Gray Wolf Your Steps To Watch, Tread Warily

The gray wolf is the only remaining wild ancestor of the dog.

About the overall size of a German Shepherd, the gray wolf has a larger head, narrower chest, longer legs, straighter tail and bigger paws. It’s fur can be a mottled gray with browns, reds and blacks. That’s what a gray wolf looks like.

Wait! I just saw one last week.

I was driving to an early meeting. It was dark, about 5:30 am, no other cars on the road, in the middle of the City of Dallas. I drove down a hill and stopped at the stop sign at Turtle Creek, which is a flowing urban stream with landscaped vegetation connected to the Trinity River Basin only about 2 miles away. I looked up and this large long-legged dog-like animal ambled across the intersection right in front of me, only about 50 feet away. Head slightly down, it looked over, but did not rush its steps. The glance struck me as intelligent. I remember thinking that’s a smart animal. I turned my bright headlamps on and watched as the creature disappeared into the bushes by the water. I thought that was a tall coyote, a really tall coyote.

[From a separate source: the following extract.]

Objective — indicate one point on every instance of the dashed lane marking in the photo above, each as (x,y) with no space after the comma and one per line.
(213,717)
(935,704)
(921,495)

That was no coyote. I just looked at a picture of a gray wolf on the web. What I encountered was a wolf, a gray wolf looking very comfortable in the groomed confines of Dallas, Texas.

The United States Fish and Wildlife Service recently announced that the gray wolf population has recovered to the extent that the wolf has been removed from the protections of the federal Endangered Species Act. In 1973, the gray wolf was listed as endangered because at that time only a few hundred were left in the lower 48 states. 300 years of trapping and hunting had nearly exterminated the gray wolf. Congress said enough and put in place the protections of the Endangered Species Act to prevent the extinction of the species. Today, there are an estimated 6,000 wolves in the contiguous United States and 7,700 to 11,200 in Alaska. The wolf populations have been deemed to be “recovered” and, as such, are no longer covered by the Act. Without the federal protections, the individual states can now decide what happens to the gray wolf.

On October 1st, Wyoming will join the growing list of states to legalize wolf hunting. The U.S. Fish and Wildlife Service is still exercising some oversight. That agency has required Montana, Idaho and Wyoming to maintain 450 adults and 45 breeding pairs. The last statistics show 1,774 adults and 109 pairs in those western states. Surprising observers, Montana’s wolf population actually rose 15 percent after last year’s hunting season – if the numbers can be trusted. This season, Montana has decided to allow unlimited hunting between September 1st and February 28th and trapping for the fist time in a very long time.

In summary, the gray wolf is no longer endangered – it is now in danger. In many states, it is already not safe to be an individual wolf or wolf pair, and it will soon be even more difficult and dangerous for the species to maintain its existence. The gray wolf is said to be an apex predator, with only lions, tigers and humans posing a serious threat. If I were a gray wolf, I’d stop worrying about the lions and tigers. We are now again its greatest threat.

It was scary seeing that wolf walk across the road. In my car, I stayed put because I was protected in a cage of metal. If I had been walking, which I do very close by, I would have turned and walked quickly away in the other direction. They are wild animals and should be afforded the respect and distance wild animals deserve. One almost in my backyard may indicate a healthy and growing wolf population, but it reminds of an acronym, NIMBY, which means “not in my backyard,” please.

It is said that the gray wolf is the most researched of the animals, and the one about whom more books have been written than any other. The close kinship of the wolf to the dog may cause us to regard it with a certain guarded fascination and even fondness. In writings and thoughts, we may wish and even feel a closeness to the wolf and its ways.

But, alas, it is still a wolf and not a pet, and for that difference, it must indeed be wary.

Best seen in frame and read in word, not caught in view across the way.

Gray wolf your steps to watch, tread warily, warily tread indeed.

And If you would, with us and you, go there.